David Plouffe served as the campaign manager for President Barack Obama’s 2008 presidential campaign and was appointed a senior advisor to the President in 2011. He is now a strategic advisor for the ride service, Uber. David Plouffe visited the Goldman School during “Stop the Clock” week, which provides students and faculty with a chance to interact with leading decision-makers who have worked in public policy and government. The following is an excerpt from a conversation between him and students Taylor Myers, Andrew Wilson, Cassandra Bayer and Ian Perry of PolicyMatters Journal.
The full interview will be available on PolicyMatters Journal.
At the Goldman School, we use a strategic framework called the Eightfold Path to think about policy issues. When you are thinking in the realm of political strategy, do you use a similar framework?
With elections, it always starts with how many votes you need. There’s not a lot of debate about what the issues are—the candidate already knows that going in. But then you think through, “what’s your base?” “Are there swing voters? “What concerns do they have about you and your opponent?” You have to find ways to turn out your supporters. It’s more about inspiration than it is about technology. Voters are either motivated or they’re not. So that’s got to be your guiding light. The way you measure is by always making progress towards a vote goal. Even the money you raise has to be married to a campaign to acquire a vote goal.
In terms of public policy, it depends. Some public policy debates can seem like they’re all about making the right data-driven decision. But it’s often not that easy. It’s also about building public support and the permission structure for people to be supportive of something. So there’s the data, and there are the policy recommendations, but who will be affected by this? What’s the best human face to put on this? That’s really important. I think that blending that—the story telling with the policy—is difficult, but when it works well, that tends to be how you are successful.
Is there is similar strategy for electorate vote goals, or working in the House or the Senate?
Yes, you have to count votes. And in a close vote in the House or Senate, you’ve got to build a campaign for each swing voter—what do they care about substantively? What’s their political situation? Who would be an effective advocate to talk to them? That could be another colleague, that could be a policy expert. We even did this in the Iowa Caucuses in 2008. We had people who were concerned about energy or health care, and we had policy experts who were volunteering on the campaign and we would say, “would you like to sit down and talk with this policy expert?” and they would!

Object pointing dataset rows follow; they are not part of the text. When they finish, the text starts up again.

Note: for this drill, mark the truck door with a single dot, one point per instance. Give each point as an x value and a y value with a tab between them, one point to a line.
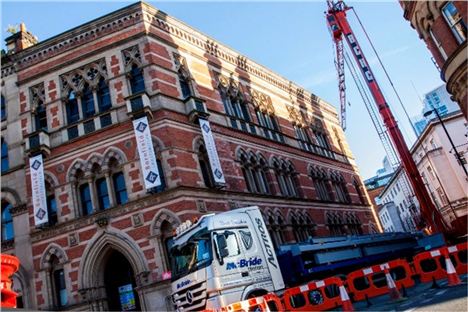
232	258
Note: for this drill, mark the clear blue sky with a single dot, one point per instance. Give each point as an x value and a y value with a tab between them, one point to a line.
290	38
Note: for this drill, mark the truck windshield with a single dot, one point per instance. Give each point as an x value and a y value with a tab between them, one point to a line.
193	255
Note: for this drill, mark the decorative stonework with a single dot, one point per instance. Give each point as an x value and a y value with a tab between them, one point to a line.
131	56
89	33
137	220
76	79
18	210
295	116
262	102
201	206
230	86
73	239
37	95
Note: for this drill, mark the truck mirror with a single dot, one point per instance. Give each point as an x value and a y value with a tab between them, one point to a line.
222	247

So how does that translate to the private sector? Are you seeing that you’re using the same kinds of strategies in your work with Uber?
Well, it’s a little different, but if we have a vote in the city council or legislature, yes. You are trying to understand where people initially are and what would be the strongest arguments to them. So in our case, it could be about flexible work or reducing congestion—you have to understand your audience.
If I’m a 55-year-old person who is looking for extra money and my only image of Uber is of young people, I might not think that’s for me. It’s the same thing in politics. There were a lot of people in 2008 who thought, “Obama...hmm...young...race….” So one of the ways people got comfortable was to see people like them in their community being supportive; this gave people the permission structures to come out and support him.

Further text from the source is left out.